K-State laboratory/studio/research site reopening plan

Purpose and scope

This document describes considerations for the restoration of laboratories/studios/research sites following the lifting of laboratory/studio step-down directives due to the COVID-19 pandemic. Reopening considerations will be different for individual labs/studios/sites and each will need a tailored plan, which must be approved by the department head and ADR/Dean’s Office.
Completed plans should be submitted to department heads and ADRs. ADRs should keep a spreadsheet of completed plans and submit to the OVPR and EH&S. Facilities will need a list of buildings/rooms that are being reopened, which will be submitted by department heads.

Objectives

The objectives of this plan are to:
  • Achieve an orderly and safe restart of research operations, personnel, and facilities
  • Minimize staff exposure to potential COVID-19 cases to the maximum extent possible
  • Restore all research in your locations as soon as reasonably possible
  • Prepare for possible Phase change back to a more restrictive Phase

Decision to reopen

The execution of this plan is dependent on Federal, State, and Local guidance on reopening approaches. This document is not meant to contradict guidance from the State of Kansas, Riley County, K-State leadership, or best practices from public health officials, with respect to social distancing and mitigating the exposure and spread of COVID-19.  All employees who will return to campus complete the EHS training.
 
Two checklists are provided: a general reopening list and a more specific should be reviewed and completed.
 
 
Develop a brief reopening plan that provides appropriate Safe Operating Procedures that comply with public health guidelines and are consistent with the phases of reopening.
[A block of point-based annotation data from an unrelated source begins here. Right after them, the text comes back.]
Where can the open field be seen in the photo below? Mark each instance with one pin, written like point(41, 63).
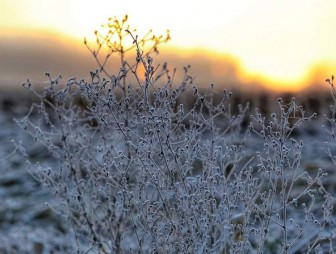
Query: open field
point(26, 220)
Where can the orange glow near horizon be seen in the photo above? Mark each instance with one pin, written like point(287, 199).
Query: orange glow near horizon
point(278, 43)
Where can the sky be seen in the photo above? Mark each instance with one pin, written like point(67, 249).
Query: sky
point(282, 43)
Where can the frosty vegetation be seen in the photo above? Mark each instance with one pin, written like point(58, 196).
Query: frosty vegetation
point(156, 165)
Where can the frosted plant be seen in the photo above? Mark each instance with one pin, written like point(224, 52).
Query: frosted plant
point(152, 165)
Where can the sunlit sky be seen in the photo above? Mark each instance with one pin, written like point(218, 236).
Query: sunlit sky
point(278, 41)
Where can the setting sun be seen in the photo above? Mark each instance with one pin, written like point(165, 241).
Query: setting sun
point(277, 42)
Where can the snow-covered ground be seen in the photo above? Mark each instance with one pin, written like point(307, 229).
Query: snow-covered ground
point(29, 225)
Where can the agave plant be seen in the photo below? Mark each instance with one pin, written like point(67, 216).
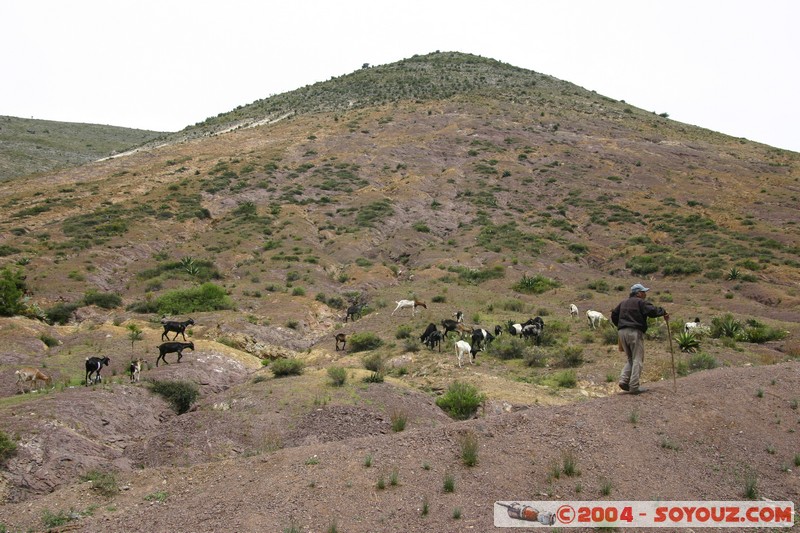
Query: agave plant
point(687, 341)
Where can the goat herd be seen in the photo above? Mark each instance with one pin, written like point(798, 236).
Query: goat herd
point(31, 376)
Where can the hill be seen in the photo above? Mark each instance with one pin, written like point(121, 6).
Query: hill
point(461, 181)
point(29, 146)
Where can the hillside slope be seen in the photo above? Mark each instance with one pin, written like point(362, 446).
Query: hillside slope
point(29, 146)
point(460, 181)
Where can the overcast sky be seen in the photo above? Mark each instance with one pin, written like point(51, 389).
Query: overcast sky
point(726, 65)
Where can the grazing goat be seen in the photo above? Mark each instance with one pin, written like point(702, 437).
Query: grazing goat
point(93, 366)
point(173, 347)
point(177, 327)
point(463, 349)
point(354, 310)
point(435, 339)
point(31, 375)
point(340, 337)
point(430, 329)
point(595, 318)
point(449, 325)
point(136, 369)
point(481, 338)
point(413, 304)
point(691, 325)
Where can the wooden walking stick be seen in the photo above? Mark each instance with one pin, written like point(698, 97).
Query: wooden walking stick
point(672, 355)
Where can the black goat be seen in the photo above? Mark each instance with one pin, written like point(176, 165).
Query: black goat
point(93, 366)
point(173, 347)
point(449, 325)
point(430, 329)
point(340, 337)
point(434, 339)
point(177, 327)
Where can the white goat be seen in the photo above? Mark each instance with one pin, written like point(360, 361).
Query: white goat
point(413, 304)
point(31, 375)
point(463, 349)
point(595, 318)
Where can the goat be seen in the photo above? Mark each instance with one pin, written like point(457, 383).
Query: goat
point(413, 304)
point(449, 325)
point(340, 337)
point(173, 347)
point(177, 327)
point(354, 310)
point(595, 318)
point(691, 325)
point(430, 329)
point(435, 339)
point(481, 338)
point(93, 366)
point(32, 375)
point(462, 349)
point(573, 311)
point(136, 369)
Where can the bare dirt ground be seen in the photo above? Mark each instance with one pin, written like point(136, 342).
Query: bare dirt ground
point(266, 454)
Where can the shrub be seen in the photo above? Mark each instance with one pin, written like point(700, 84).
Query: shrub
point(461, 401)
point(106, 300)
point(60, 313)
point(206, 297)
point(373, 362)
point(361, 342)
point(537, 284)
point(7, 447)
point(180, 394)
point(507, 347)
point(287, 367)
point(12, 290)
point(338, 375)
point(702, 361)
point(725, 326)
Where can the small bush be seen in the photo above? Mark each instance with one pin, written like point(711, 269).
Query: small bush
point(106, 300)
point(8, 448)
point(287, 367)
point(461, 401)
point(361, 342)
point(702, 361)
point(536, 284)
point(338, 375)
point(180, 394)
point(373, 362)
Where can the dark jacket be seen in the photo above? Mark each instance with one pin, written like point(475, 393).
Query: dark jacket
point(633, 313)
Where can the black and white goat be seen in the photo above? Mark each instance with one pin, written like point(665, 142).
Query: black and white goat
point(93, 366)
point(136, 369)
point(177, 327)
point(173, 347)
point(481, 338)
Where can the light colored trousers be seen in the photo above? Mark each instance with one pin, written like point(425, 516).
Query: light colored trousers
point(632, 342)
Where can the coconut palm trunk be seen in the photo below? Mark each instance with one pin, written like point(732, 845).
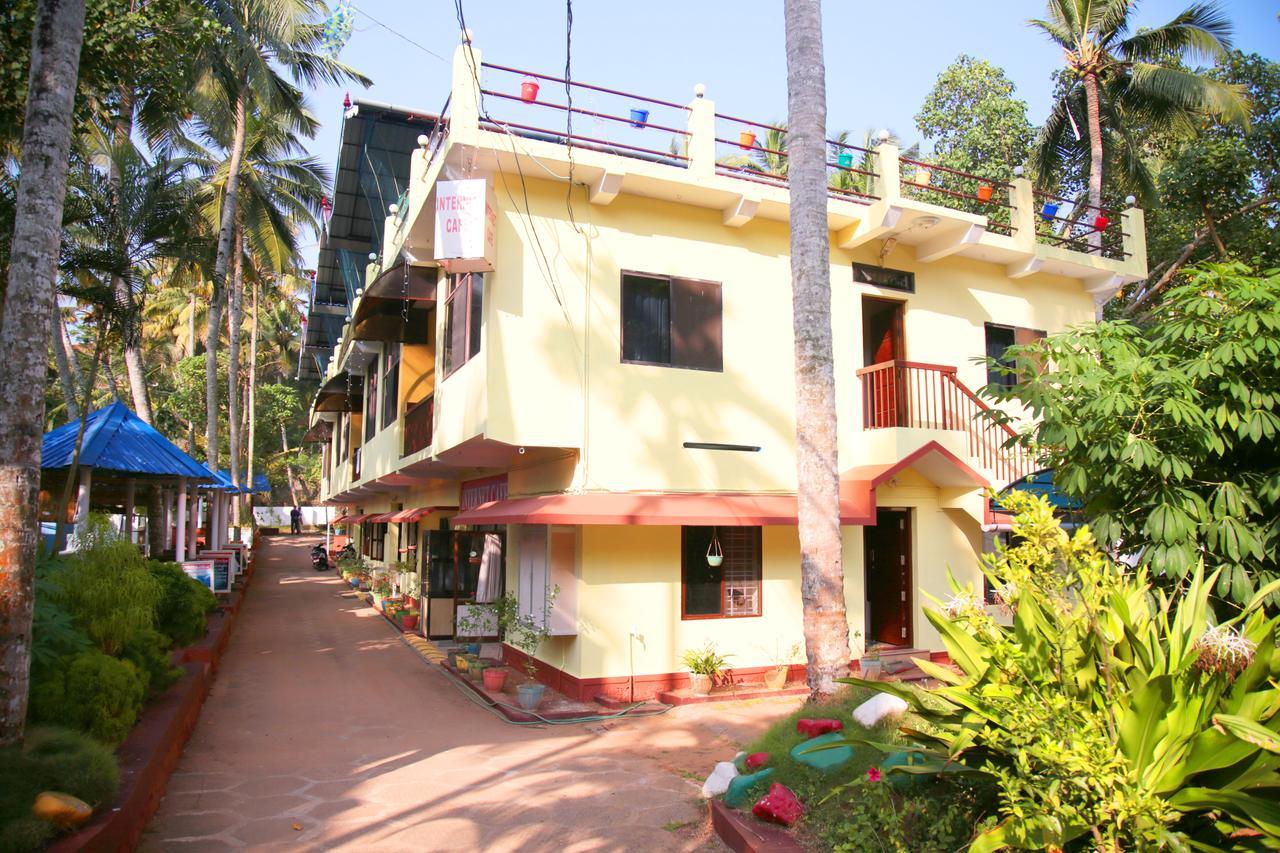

The plan should comprise the same elements that were included in your original Continuity of Operations Plans. Complete the relevant required consultations before any resumption of research.
 

Laboratory/studio/research reopening plan

Staffing

Laboratory/Studio staff are the most important asset and must be granted a safe workspace. Until directed otherwise, physical distancing will still be a valuable tool to reduce spread of COVID-19 and other respiratory diseases.
No personnel will be allowed in shared workspace if they are exhibiting any symptoms of respiratory illness that the CDC associates with COVID-19 (cough not associated with seasonal allergies and shortness of breath, with any two of the following: fever, chills, repeated shaking with chills, muscle pain, headache, sore throat, or new loss of taste or smell).

Communication

Principle investigators will need to develop a brief communication plan for their reopening of operations and clear guidance about priorities and activities in each phase of reopening, including regular group meetings.

Research Priorities for reopening

PIs/directors must consider methods to support the safety/health of their work force, such as:
  • Forming staffing teams and rotations.
  • Limiting staffing numbers to promote physical distancing.
  • Implementing a slow-start approach: Assign minimal staff to make media, set up cultures, etc. before beginning full research.
  • Tracking who works when and with whom to facilitate contact tracing if needed
  • Requiring face masks or coverings when more than one person is working in a space and/or physical distancing cannot be not guaranteed.
  • Implementing disinfecting protocols for laboratory/studio and office spaces.
  • Assuring that no single individual is working in a lab alone with potentially hazardous materials. General lab safety standards still apply.
  • Instruct any staff members who may have symptoms and/or those with a sick member of his/her household to stay home and self-quarantine.
  • Encourage staff members who are in vulnerable populations to consider working from home as long as possible.

Activities under different phases

Careful attention should be given to the types and duration of research following reopening. Backlogs in purchasing and media prep, animal husbandry, reduced staff size, and potential subsequent step-downs must be considered. Researchers should document their research plan and flexibilities in this uncertain climate, by addressing questions such as:
  • What are your first planned/high priority experiments?
  • Which personnel are required?
  • What is the necessary duration of the research?
  • Will animals be required?
  • Can a staggered start be implemented while media is made, cell lines are started, materials and supplies reordered/restocked?
  • Will the research be easily halted if another step-down is necessary?
  • Can the research be performed with limited staff and/or rotating teams?

Specific safe operating procedures

Under a phased reopening of research activities, new SOPs or adjustments to current SOPs may need to be made. These should be called out in the reopening plan.